If one company is synonymous with digital money and shift to a cashless environment, it is Paytm. Here are some amazing statistics about Paytm, just to give an IPO perspective.

• Paytm was launched in 2005 with $2 million as seed investment. As the company goes for its IPO, it is estimated to be valued at close to $30 billion. In terms of CAGR returns, that is a stunning 82% returns, consistently over last 16 years.

• Paytm literally is an abbreviated form of “Pay Through Mobile”. Vijay Sekhar Sharma first got the idea of Paytm when he observed vegetable vendors in China accepting small micro payments from customers digitally. That is how the idea of Paytm was born.

• Paytm platform puts through nearly 50 lakhs orders on a daily basis and it processes over 1 crore orders on a monthly basis. There are over 7 million merchants in India who actively use Paytm QR code to accept payments digitally.

• The Paytm platform has over 45 crore registered users while the Paytm Bank has 6 crore banking customers. Paytm was one of the biggest beneficiaries of demonetization, adding nearly 2 crore active accounts just during that period.

• Due to its massive customer interface, Paytm is a sought after branding partner for banks. Both, Citibank and HDFC Bank already have co-branded credit cards issued in association with Paytm.

Losses continue at Paytm but they are narrowing

Considering the huge front-ending of costs in the digital ecosystem business, Paytm continues to make steep losses.

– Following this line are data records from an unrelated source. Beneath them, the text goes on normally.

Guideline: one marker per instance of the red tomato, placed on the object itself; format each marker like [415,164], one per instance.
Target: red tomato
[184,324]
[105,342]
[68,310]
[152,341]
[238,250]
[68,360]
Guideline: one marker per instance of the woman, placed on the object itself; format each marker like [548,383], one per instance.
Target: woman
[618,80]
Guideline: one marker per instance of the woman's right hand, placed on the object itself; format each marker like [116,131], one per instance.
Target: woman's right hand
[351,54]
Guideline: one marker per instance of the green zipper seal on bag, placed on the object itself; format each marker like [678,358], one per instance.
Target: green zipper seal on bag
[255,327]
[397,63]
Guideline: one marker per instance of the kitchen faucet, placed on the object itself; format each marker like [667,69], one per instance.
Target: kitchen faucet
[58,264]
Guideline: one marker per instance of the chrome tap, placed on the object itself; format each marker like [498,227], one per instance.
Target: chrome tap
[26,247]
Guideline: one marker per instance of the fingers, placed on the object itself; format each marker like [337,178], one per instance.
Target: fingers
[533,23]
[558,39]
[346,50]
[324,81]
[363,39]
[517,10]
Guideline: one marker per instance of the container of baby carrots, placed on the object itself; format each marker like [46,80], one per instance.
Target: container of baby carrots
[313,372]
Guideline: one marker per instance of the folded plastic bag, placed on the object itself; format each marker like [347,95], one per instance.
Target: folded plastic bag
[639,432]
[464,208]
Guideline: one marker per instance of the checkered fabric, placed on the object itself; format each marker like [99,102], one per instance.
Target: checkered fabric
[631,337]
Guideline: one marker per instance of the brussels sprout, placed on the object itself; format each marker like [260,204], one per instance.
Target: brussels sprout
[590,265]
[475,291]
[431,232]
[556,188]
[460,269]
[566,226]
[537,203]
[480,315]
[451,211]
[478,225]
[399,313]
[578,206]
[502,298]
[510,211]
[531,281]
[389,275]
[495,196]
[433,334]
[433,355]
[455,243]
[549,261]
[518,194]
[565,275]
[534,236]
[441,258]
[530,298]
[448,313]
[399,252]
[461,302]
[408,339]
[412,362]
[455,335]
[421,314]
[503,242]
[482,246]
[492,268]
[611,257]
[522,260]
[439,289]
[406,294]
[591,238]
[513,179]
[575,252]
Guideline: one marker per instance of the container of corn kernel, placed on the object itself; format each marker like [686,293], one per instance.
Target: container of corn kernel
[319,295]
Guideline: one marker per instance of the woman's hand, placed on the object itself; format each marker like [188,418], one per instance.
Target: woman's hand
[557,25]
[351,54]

However, the good news is that the losses are narrowing as can be seen from the tabular analysis below.
Particulars FY-21 FY-20 FY-19
Total Assets Rs.9,151 crore Rs.10,303 crore Rs.8,767 crore
Total Revenues Rs.3,187 crore Rs.3,541 crore Rs.3,580 crore
Net Profits Rs.(1,701) crore Rs.(2,943) crore Rs.(4,231) crore

The losses have narrowed consistently between FY19 and FY21 from Rs4,231cr to Rs1,701cr. This has been triggered by two factors. Firstly, Paytm has been aggressively trimming costs and cash burn on a monthly basis. Secondly, a lot of publicity and advertisement costs were front-ended. Now the company is deriving the benefits with peak spending already done.

One challenge for Paytm will be the low asset turnover ratio. That will need a substantial improvement in the gross order value (GOV).

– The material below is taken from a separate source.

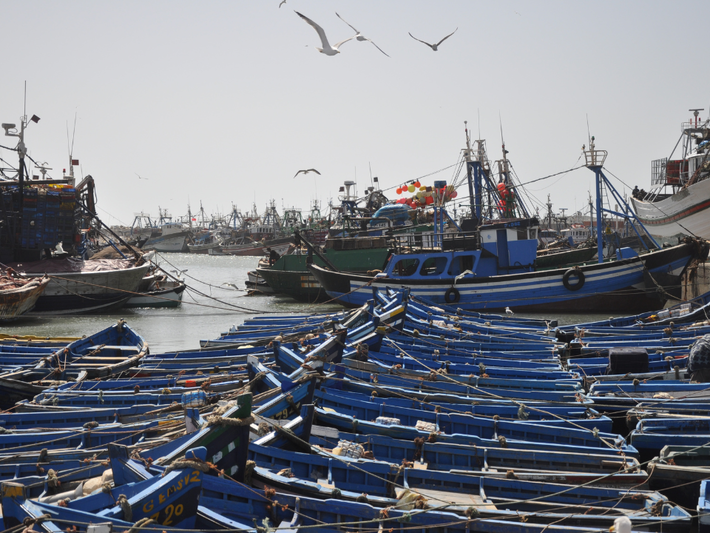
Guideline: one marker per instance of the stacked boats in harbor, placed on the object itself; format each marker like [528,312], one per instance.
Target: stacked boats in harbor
[397,415]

How should investors approach the Paytm IPO?

The fresh issue of Rs8,300cr will be used to expand the franchise. it will be invested into acquiring customers, strengthening the payment system, inking strategic co-branding partnerships, inorganic purchases of niche businesses and very focussed high-end technology investments. These are likely to be value accretive for Paytm digital ecosystem.

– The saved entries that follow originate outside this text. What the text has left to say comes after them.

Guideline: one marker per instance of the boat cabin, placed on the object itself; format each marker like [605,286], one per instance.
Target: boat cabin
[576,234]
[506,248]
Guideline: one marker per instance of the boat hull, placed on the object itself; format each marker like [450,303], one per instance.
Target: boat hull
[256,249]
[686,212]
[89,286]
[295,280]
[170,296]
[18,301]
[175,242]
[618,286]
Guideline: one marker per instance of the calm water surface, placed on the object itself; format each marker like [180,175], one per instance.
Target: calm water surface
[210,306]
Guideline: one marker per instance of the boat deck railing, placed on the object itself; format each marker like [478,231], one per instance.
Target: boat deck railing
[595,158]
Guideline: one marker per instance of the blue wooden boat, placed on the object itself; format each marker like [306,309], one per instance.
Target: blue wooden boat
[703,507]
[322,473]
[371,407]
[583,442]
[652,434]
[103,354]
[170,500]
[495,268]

Paytm would take comfort from the 38X response to the Rs9,375cr IPO of Zomato, with a very strong institutional demand. Institutional appetite is expected to be robust in the Paytm IPO too. The real crux will be how Paytm leverages the advantages of having ownership of the complete digital ecosystem comprising digital money, payment systems, online commerce and money transfers. That will be the post-IPO challenge.